Como Zack Snyder antes dela, Chloé Zhao desconstrói seus super-heróis e os obriga a questionar seu propósito no mundo, por meio de ritmos narrativos meditativos e melancólicos.
O universo cinematográfico da Marvel foi agitado neste final de semana pelo lançamento de Eternos, de Chloé Zhao. Baseado na série épica de 19 edições de Jack Kirby, The Eternals (1976), o filme explora a relação de um grupo de alienígenas imortais com as pessoas da Terra e entre si ao longo de milênios.
Zhao, que acabou de ganhar os Oscars de melhor direção e melhor filme por Nomadland (2020), apresentou seu conceito do filme para a Marvel Studios em 2018 e o longa foi desenvolvido como um projeto do coração para a cineasta, cujos filmes anteriores, Songs My Brothers Taught Me (2015) e The Rider (2017), foram dramas indie bem recebidos.
Então, foi uma surpresa quando Eternos recebeu uma resposta divisiva, evidenciada pela pontuação mais baixa no Rotten Tomatoes entre todos os filmes do MCU (48 por cento) junto com a menor nota no site CinemaScore (B) dentro da mesma categoria. Embora as pontuações do público no Rotten Tomatoes sejam significativamente mais altas (84 por cento), Eternos claramente não está funcionando para todos, o que torna o filme ainda mais fascinante dentro da estrutura do MCU e o número cada vez maior de adaptações de quadrinhos.
Pelo que vale a pena, acho que Os Eternos é uma dos melhores longas do MCU até agora e uma carta de amor ambiciosa aos super-heróis como uma mitologia moderna, algo que Jack Kirby estava naturalmente interessado em explorar mais tarde em sua carreira.
Inspirado em grande parte por Eram os Deuses Astronautas?, de Erich von Däniken, que fez afirmações ousadas sobre a influência alienígena nas primeiras civilizações, os Eternos de Kirby foi uma mudança marcante para o criador que definiu o Quarteto Fantástico, os Vingadores, os X-Men e a maior parte do Universo da Marvel. Eternos era a chance de Kirby fazer algo diferente, separado do maior e mais familiar Universo Marvel.
Ao longo de 19 edições, Kirby não apenas explicou as origens da vida no planeta, mas atribuiu todas as lendas de deuses e monstros dos humanos a duas raças de primos, os Eternos e os Deviantes. Zeus, Atenas, Gilgamesh, Satanás, vampiros, eram todas histórias formadas em torno da existência desses seres estranhos, nascidos de um experimento cósmico. As sementes do trabalho de Kirby aqui definiriam ainda mais a Marvel e a DC, mas também influenciariam filmes de ficção científica como a trilogia Matrix.

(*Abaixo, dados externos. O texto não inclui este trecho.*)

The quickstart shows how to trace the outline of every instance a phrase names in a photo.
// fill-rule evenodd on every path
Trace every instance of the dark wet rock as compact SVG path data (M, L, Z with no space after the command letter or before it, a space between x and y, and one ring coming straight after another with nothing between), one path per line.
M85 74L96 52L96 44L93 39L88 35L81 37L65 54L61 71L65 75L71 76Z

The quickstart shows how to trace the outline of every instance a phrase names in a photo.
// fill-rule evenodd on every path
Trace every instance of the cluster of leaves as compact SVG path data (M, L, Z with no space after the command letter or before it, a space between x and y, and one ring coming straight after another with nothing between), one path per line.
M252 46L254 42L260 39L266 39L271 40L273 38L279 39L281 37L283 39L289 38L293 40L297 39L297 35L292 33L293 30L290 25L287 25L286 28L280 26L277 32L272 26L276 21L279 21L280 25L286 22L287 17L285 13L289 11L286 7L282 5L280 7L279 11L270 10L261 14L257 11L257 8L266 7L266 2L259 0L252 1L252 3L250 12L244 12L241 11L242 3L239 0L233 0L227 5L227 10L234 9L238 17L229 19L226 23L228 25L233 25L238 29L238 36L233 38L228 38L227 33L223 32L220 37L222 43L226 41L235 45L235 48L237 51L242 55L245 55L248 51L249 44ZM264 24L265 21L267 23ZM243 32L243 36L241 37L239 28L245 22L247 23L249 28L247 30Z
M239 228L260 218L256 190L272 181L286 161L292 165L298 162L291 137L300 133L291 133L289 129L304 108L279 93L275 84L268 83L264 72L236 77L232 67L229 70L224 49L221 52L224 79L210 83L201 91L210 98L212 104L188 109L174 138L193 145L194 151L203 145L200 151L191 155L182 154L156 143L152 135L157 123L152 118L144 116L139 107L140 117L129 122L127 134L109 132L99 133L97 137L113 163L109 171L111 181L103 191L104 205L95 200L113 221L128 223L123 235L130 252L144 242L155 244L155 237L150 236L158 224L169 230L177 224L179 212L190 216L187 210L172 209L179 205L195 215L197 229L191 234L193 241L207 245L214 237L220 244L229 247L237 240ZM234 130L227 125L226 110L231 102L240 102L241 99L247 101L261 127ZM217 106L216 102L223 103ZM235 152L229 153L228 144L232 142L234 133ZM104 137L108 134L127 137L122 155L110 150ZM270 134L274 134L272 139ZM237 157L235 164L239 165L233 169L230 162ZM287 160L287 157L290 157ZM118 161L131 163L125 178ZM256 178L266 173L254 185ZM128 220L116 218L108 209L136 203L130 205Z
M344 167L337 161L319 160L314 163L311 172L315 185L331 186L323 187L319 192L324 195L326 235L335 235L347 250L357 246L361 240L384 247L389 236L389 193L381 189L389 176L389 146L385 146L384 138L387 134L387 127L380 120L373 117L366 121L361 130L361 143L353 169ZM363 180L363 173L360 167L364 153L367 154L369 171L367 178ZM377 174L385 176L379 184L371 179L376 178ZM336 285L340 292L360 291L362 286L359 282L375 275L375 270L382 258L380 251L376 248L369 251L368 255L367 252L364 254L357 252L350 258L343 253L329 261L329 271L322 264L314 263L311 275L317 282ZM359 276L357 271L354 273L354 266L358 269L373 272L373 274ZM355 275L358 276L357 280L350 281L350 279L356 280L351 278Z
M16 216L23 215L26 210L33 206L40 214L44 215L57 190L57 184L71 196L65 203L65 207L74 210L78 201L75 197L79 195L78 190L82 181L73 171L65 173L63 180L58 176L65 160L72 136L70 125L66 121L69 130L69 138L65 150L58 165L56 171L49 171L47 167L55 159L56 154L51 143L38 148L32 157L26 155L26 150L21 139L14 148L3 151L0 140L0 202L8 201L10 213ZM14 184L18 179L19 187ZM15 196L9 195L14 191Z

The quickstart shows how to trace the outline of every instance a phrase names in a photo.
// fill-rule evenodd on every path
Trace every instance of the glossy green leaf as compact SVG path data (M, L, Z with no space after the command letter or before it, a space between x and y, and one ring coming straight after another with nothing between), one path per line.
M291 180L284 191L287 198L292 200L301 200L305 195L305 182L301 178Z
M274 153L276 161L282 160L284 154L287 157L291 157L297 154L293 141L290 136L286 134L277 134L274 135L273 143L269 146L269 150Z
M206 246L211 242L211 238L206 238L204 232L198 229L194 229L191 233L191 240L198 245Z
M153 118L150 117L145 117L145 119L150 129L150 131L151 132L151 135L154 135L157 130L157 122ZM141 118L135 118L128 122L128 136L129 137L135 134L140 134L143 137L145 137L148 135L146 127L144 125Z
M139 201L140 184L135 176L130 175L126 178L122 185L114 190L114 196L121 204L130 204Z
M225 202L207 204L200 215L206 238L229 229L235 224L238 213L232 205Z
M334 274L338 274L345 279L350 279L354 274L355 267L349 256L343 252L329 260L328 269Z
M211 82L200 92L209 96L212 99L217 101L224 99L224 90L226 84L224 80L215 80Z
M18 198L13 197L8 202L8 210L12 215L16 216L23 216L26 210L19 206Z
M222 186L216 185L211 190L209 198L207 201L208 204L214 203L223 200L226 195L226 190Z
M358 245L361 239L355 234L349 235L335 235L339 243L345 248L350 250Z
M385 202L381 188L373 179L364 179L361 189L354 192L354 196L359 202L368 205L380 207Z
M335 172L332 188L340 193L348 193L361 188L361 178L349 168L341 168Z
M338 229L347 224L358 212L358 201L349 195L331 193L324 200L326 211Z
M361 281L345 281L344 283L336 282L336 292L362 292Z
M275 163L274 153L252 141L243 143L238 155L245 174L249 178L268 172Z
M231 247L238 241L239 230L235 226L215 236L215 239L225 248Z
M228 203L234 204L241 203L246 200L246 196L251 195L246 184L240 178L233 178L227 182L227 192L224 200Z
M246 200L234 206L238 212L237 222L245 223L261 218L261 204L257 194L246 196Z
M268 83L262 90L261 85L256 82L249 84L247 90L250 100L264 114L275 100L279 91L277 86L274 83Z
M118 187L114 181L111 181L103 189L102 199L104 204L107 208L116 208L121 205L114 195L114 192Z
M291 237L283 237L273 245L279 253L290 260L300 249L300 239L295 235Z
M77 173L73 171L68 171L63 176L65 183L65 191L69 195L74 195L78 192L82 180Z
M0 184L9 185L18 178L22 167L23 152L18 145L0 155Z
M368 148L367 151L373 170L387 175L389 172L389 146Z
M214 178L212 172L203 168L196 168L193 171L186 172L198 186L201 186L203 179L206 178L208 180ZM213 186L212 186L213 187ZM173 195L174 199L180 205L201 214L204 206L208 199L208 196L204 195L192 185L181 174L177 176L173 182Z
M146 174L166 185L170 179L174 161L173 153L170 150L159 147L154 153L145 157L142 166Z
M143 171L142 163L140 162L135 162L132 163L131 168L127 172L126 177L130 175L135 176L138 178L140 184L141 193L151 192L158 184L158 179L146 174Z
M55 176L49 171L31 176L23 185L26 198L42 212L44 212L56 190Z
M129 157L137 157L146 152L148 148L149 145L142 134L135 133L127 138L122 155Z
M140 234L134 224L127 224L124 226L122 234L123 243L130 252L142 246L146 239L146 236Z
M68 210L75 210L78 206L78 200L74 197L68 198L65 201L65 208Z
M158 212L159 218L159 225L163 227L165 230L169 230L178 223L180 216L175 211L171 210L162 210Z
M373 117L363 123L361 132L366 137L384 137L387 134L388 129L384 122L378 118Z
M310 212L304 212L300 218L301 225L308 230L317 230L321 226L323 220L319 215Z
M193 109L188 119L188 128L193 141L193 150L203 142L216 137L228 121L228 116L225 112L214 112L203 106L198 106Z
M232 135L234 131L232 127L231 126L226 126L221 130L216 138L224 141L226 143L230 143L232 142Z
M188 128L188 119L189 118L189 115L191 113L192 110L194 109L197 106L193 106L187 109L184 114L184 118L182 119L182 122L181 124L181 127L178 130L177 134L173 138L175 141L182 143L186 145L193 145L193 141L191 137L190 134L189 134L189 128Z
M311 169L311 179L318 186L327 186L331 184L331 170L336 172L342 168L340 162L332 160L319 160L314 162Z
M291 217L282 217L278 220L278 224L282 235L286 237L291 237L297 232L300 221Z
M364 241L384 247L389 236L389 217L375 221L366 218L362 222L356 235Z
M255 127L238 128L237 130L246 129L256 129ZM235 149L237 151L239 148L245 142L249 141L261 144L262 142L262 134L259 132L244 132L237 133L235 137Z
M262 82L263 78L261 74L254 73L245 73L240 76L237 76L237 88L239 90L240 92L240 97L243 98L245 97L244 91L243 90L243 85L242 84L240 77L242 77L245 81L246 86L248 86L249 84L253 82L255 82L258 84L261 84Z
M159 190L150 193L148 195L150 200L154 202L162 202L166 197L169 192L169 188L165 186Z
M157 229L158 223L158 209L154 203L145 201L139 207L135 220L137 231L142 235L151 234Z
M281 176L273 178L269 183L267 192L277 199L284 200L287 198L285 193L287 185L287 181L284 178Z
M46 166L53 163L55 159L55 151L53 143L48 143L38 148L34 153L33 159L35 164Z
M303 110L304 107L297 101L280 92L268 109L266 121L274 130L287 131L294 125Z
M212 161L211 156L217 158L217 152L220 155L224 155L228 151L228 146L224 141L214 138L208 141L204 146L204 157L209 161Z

Mas, por mais que possamos olhar com carinho para o trabalho dos Eternos de Kirby hoje, não era esse o caso na época. Grande parte da resistência veio de fãs que queriam que os Eternos fizessem parte do Universo Marvel ou se separassem dele. Kirby não estava interessado em fazer referência a outros títulos em andamento da Marvel em seu livro; no entanto, devido a demandas editoriais ele cedeu e apresentou um punhado de agentes da SHIELD que ele rapidamente despachou e o Hulk, embora seja uma versão sintética cosmicamente alimentada. Assim que a série começou, as cartas dos fãs provaram que o título causava divisão entre os leitores de quadrinhos da época.
“Acima de tudo, a nova série de Jack Kirby, Os Eternos, me ofende […] a frivolidade com a qual Os Eternos foi escrito é o que eu estou reclamando […] não vamos negligenciar o duvidoso por uma questão de diversão“, escreveu um leitor. “Estou votando para que o mundo dos Eternos esteja fora do Universo Marvel. Para amenizar tal ruptura radical com a tradição da Marvel, ela poderia ser estabelecida como uma das muitas dimensões tangentes ao Universo da Marvel”, disse outro.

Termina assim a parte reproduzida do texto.